ダリ展前日の2月15日、東京ステーションギャラリーで開催中の「生誕120年 宮脇綾子の芸術 見た、切った、貼った」展に行ってきました。


勉強不足で存じ上げなかったのだけど、インスタグラムの広告に惹かれてのこと。こういう広告に出会ったときはSNSのアルゴリズムに感謝します。笑 ダリもこちらも広告で知り、その後フォローさせていただきました。


宮脇綾子氏(こういう時の敬称って何が正しいんだろうか。固有名詞になった「呼び捨て」が一番敬意がこもってる気がするので以後省略)は終戦を迎えた1945年、40歳のとき、「防空壕に出たり入ったりの時間が空いた・・・この時間で何かやろう」と、手近にあった古布でアップリケ(表記はアプリケ)手法による創作を始めます。

洋画家の夫・宮脇晴の「対象をよく観察しなさい」とのアドバイスから、野菜や魚など身近な題材を念入りにスケッチし、アプリケに落とし込みました。幼少期からの美的センスと日常の裁縫技術が掛け合わさり、アプリケを芸術のレベルまで高めた方と言えます。



 


「見た、切った、貼った」というのであれば、私が普段行っている紙によるコラージュでも同じことが言えるのだけど、アプリケの手法には加えて「縫った」があり、私からしてみると大きく異なるところです。仕上がりもアプローチもだいぶ違うと思っていて、私は手法よりも構図や色彩など別の部分を参考にしていました。

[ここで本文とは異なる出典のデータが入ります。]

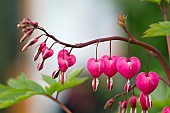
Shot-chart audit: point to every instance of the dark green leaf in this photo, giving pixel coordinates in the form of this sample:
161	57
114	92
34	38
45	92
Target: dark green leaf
158	29
71	81
13	96
25	84
48	79
153	1
74	74
167	1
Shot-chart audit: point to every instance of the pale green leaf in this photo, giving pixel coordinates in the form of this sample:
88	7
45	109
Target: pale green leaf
48	79
71	81
74	74
21	83
153	1
158	29
167	1
13	96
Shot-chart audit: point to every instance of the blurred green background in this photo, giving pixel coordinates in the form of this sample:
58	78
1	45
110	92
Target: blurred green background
140	16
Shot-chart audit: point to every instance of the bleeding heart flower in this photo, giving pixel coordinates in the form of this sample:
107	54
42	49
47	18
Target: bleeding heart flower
147	83
143	102
30	43
63	65
46	52
128	68
133	104
26	34
40	47
69	57
110	65
166	109
96	68
63	53
110	69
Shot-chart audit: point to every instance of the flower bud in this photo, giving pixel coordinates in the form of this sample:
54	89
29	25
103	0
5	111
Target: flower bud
40	65
40	47
143	102
95	83
133	104
55	74
46	52
109	104
30	43
124	106
26	35
166	109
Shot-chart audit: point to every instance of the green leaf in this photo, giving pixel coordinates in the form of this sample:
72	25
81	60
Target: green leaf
167	1
158	29
71	81
48	79
153	1
13	96
74	74
18	90
23	83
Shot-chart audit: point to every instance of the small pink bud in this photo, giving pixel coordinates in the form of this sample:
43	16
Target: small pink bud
40	47
96	68
124	106
71	60
143	102
26	35
62	78
166	109
63	64
127	86
109	104
110	65
95	83
109	83
55	74
119	107
128	68
133	104
46	52
40	65
147	83
30	43
63	53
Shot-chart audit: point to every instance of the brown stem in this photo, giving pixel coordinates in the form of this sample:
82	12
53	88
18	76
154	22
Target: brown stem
60	104
164	10
150	49
167	83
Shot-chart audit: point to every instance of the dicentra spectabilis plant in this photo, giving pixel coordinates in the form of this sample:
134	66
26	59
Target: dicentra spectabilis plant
145	82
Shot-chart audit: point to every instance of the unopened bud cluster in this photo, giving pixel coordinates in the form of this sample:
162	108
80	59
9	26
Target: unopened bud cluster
65	59
108	65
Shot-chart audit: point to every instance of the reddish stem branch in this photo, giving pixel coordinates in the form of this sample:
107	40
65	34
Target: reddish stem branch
150	49
60	104
167	83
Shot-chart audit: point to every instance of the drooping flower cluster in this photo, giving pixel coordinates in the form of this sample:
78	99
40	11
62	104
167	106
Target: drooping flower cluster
127	67
110	66
65	59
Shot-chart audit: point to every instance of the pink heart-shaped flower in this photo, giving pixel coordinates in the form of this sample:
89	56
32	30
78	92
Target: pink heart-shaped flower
128	68
63	53
63	64
147	83
110	65
95	67
71	60
46	52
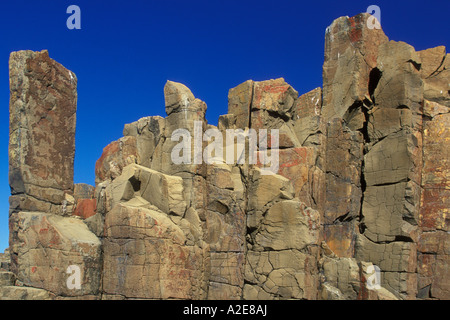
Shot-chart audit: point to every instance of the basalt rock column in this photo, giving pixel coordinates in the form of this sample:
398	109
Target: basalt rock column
44	240
42	109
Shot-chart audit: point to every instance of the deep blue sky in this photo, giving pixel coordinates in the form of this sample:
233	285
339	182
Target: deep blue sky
126	50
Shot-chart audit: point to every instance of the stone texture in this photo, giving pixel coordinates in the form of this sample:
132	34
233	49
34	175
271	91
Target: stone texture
45	245
361	184
351	51
42	131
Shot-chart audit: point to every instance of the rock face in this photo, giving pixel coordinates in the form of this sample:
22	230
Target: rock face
339	193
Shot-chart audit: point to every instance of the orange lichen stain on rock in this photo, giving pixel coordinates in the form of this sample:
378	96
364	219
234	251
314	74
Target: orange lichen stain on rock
355	33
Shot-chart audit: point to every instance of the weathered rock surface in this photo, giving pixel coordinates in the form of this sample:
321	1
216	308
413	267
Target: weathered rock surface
357	207
42	131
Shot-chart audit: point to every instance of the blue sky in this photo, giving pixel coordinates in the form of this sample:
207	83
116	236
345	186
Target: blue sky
127	50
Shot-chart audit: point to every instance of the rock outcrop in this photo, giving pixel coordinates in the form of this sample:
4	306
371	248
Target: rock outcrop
339	193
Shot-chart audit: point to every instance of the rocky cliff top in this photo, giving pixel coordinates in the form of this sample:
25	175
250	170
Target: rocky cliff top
338	193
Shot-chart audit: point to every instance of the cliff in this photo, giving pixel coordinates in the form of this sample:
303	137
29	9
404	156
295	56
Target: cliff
338	193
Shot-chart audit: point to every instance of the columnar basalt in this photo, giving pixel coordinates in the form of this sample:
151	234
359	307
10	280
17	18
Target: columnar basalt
361	186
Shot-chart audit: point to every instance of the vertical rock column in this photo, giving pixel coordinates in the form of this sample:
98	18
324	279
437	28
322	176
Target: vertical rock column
44	241
42	132
433	256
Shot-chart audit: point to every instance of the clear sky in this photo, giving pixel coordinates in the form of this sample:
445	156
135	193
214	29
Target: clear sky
127	50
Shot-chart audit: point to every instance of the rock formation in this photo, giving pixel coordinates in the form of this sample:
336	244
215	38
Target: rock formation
361	190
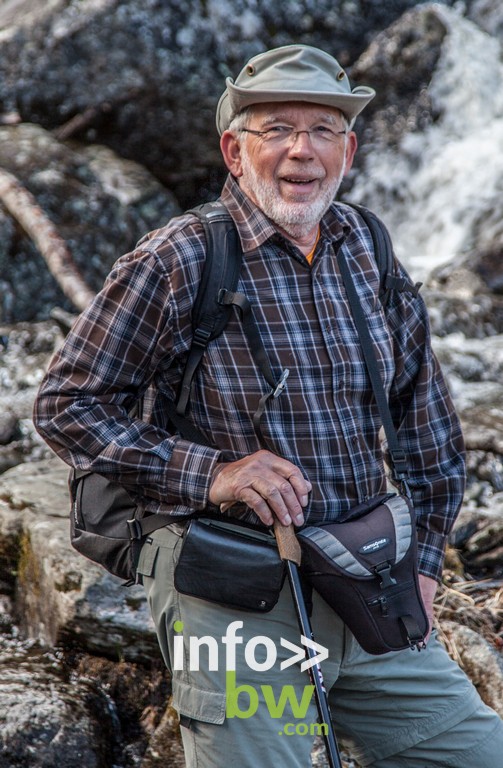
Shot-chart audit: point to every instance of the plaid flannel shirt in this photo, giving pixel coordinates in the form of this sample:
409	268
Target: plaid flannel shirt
137	332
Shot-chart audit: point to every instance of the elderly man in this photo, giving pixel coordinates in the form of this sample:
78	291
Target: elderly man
287	140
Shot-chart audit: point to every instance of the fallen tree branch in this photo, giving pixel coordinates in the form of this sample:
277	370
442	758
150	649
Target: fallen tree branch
23	207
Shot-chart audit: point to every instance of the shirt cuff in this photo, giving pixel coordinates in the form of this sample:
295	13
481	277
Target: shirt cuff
431	553
190	473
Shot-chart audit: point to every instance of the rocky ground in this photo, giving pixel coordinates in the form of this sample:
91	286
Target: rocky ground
105	110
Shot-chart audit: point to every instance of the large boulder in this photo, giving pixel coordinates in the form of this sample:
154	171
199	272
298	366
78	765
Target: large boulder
99	203
144	77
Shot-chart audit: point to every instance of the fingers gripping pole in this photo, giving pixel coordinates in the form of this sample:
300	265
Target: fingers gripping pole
290	553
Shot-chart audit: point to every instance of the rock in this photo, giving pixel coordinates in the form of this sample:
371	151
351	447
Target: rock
100	205
60	596
482	663
46	720
144	78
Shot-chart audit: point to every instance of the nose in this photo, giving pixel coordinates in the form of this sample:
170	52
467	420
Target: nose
301	143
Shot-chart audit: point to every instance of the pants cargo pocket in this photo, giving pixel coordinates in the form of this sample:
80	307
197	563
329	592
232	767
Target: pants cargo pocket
198	704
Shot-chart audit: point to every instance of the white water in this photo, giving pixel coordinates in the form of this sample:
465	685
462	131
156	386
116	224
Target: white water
437	187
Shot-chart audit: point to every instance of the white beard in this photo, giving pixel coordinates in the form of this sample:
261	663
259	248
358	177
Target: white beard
296	219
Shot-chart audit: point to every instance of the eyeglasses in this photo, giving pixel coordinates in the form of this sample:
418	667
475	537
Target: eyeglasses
284	135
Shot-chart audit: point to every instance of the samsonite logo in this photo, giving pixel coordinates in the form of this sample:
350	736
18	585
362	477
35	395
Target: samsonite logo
374	546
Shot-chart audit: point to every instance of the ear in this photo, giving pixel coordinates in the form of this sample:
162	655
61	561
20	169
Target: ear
351	147
231	152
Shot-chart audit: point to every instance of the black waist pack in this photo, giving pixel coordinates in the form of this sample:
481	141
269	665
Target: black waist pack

これは完全に私なりの分類ですが、アートの制作工程/アプローチは大きく分けて2つあり、一つは〈ダ・ビンチ・ルート〉。もう一つは〈ミケランジェロ・ルート〉と命名。


〈ダ・ビンチ・ルート〉では詳細なスケッチや解剖、分析の上に丁寧にデッサンを重ね、絵具などを塗り重ねていく、工程としてはプラス、プラスの作業。方向としては、ミクロからマクロ。

例えばレゴブロックや刺繍、編み物、線描など、忍耐と緻密さを要するイメージ。


対して〈ミケランジェロ・ルート〉はまず最初に大きな大理石があって、その中に埋まっている像を掘り起こすというマイナス、マイナスの作業。方向は、マクロからミクロ。

彫刻、マティスのようなコラージュ、身近なところだとヘアカットとか、大胆さとインスピレーションに導かれるイメージ。


私は後者の方が得意なタイプで、だから折り紙による切り絵の画法がとてもしっくりくるのです。一方で緻密に積み上げるような編み物や刺繍は途中で暴走したくなってわ〜〜〜!となる。笑


両方を掛け合わせたようなアプローチも当然あって、プラス、プラス、途中でマイナス、プラスして最後にマイナスで仕上げ、みたいなこともよくあるので、別にこんな分類意味がないと言えばないのだけど、アートを観るときの一つの観点にはなると思うのでよかったら注目してみてください。他にも、例えば何かものを作りたいのにうまく行かない時は、そもそも適正ルートが違う可能性があるかもしれないのです。



 


話は戻りますが、宮脇綾子はある解説でマティスとも比較されていたのだけど、私の判定では〈ダ・ビンチ・ルート〉タイプなので、全然別物のように感じます。彼女は目指すべきイメージを幾度もスケッチし、布に線を引き、切り出し、意図的に素材を操作した上で緻密に縫い上げます。その際にすごいと思ったのが、こんなに意図的なのに、それぞれの線、例えば根っこや茎などがわざとらしくなく、あたかも自然に味のある形で縫い付けられていること!チクチクと緻密に縫い付けているのに、さっと一筆で書いたような線なのです。一緒に行った友人は書道をやる方で、同じ点に気づいて驚いていました。ようは、下手っぽい線を上手く引ける。こういうのは天賦のセンスというか、私自身は意図するとダサくなるタイプなので、器用で本当に羨ましいなと思いました。エリック・カールや荒井良二(どちらも絵本作家)辺りを彷彿とさせます。その他構図や色彩、布選びの素晴らしさ、サイン「あ」を入れる場所の面白さなど観る部分はたくさんあったのだけど、なぜか妙なところを力説してしまったので今回はこれくらいにします。


東京ステーションギャラリーは東京駅丸の内改札すぐ横という超アクセスのよさ!旧東京駅を活用した建築の面白さや、展示量に対してもかなりお手頃なので、よければぜひ立ち寄ってみてくださいね。